First of all, I think we have to make sure we understand each other what the
question is here.

Most of the griefs of the protestors, as far as I understand them, can almost
by definition only be solved by a government solution. (Assuming you accept
their claim that they are not protesting for their individual well-being, but
are instead protesting against systemic issues in society.) Bank regulation
comes to mind - obviously, banks cannot be regulated by individuals. The same
thing applies to macroeconomic problems such as mass unemployment.

Once you recognize that a given problem can only be resolved by government
changing its behavior, there remains the question of how you proceed. Do you
simply shout about it on the street, or are you trying to do more?

It is this "more" that I was talking about, which usually happens in movements
like this. Of course I cannot give you concrete examples since I am not
involved in the whole Occupy Wall Street thing, and outside observers can only
see them after the fact, if they have been successful.

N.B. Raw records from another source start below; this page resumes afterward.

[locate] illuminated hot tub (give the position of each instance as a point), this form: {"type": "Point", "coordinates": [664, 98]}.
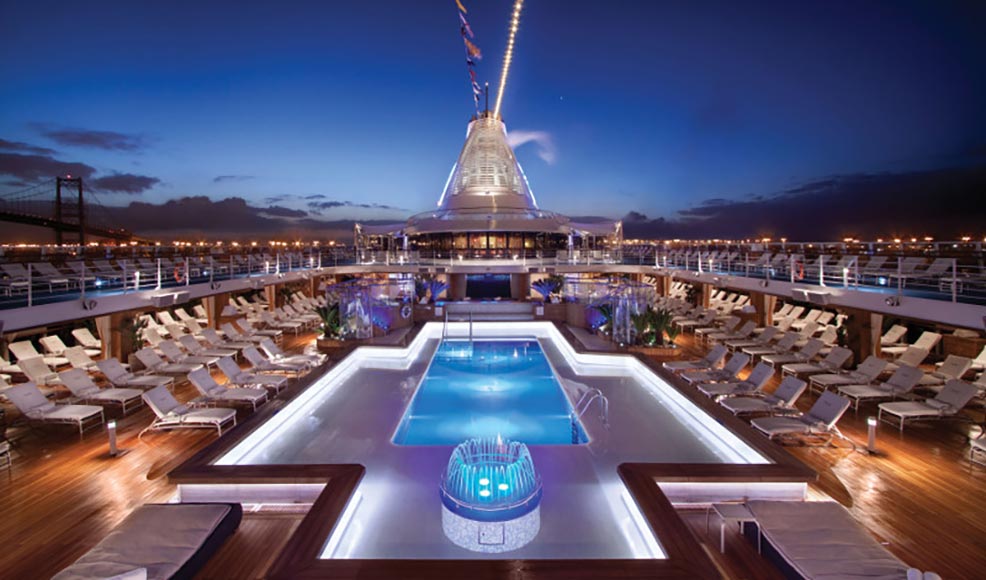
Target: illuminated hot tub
{"type": "Point", "coordinates": [491, 496]}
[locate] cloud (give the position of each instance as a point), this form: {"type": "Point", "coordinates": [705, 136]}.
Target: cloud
{"type": "Point", "coordinates": [231, 178]}
{"type": "Point", "coordinates": [546, 145]}
{"type": "Point", "coordinates": [124, 183]}
{"type": "Point", "coordinates": [30, 168]}
{"type": "Point", "coordinates": [285, 212]}
{"type": "Point", "coordinates": [944, 203]}
{"type": "Point", "coordinates": [106, 140]}
{"type": "Point", "coordinates": [19, 147]}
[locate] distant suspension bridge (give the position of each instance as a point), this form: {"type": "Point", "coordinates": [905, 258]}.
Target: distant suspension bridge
{"type": "Point", "coordinates": [65, 205]}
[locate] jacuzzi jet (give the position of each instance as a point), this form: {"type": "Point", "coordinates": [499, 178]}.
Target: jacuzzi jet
{"type": "Point", "coordinates": [491, 496]}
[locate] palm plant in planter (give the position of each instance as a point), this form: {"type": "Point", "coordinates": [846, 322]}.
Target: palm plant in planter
{"type": "Point", "coordinates": [546, 287]}
{"type": "Point", "coordinates": [331, 326]}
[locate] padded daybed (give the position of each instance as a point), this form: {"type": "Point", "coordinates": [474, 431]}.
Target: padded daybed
{"type": "Point", "coordinates": [159, 540]}
{"type": "Point", "coordinates": [819, 539]}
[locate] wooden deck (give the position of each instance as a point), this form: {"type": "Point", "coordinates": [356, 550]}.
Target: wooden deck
{"type": "Point", "coordinates": [919, 495]}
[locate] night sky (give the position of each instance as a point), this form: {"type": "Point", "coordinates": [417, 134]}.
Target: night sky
{"type": "Point", "coordinates": [687, 119]}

It usually starts with people genuinely interested in learning. Groups form
where people teach each other and become creative. People spend a lot of time
thinking about how to fix the problems, and trying to reach out to those who
are already in a position to implement their plans. Some may go on trying to
run for office themselves. And so on.

This is often unsuccessful for obvious reasons - changing the behavior of
government is extremely difficult. But it's not unsuccessful for a lack of
trying. More often, the greatest problem is the fact that the people involved
are simply inexperienced in dealing with those type of power structures, and
therefore fail to acquire enough social influence to really effect a change.

------
coreymaass
The question I can't find an answer to is, what do they actually want? I feel
like "change" isn't specific enough. They need a single, obtainable goal, and
focus on getting the media to say that goal with every report.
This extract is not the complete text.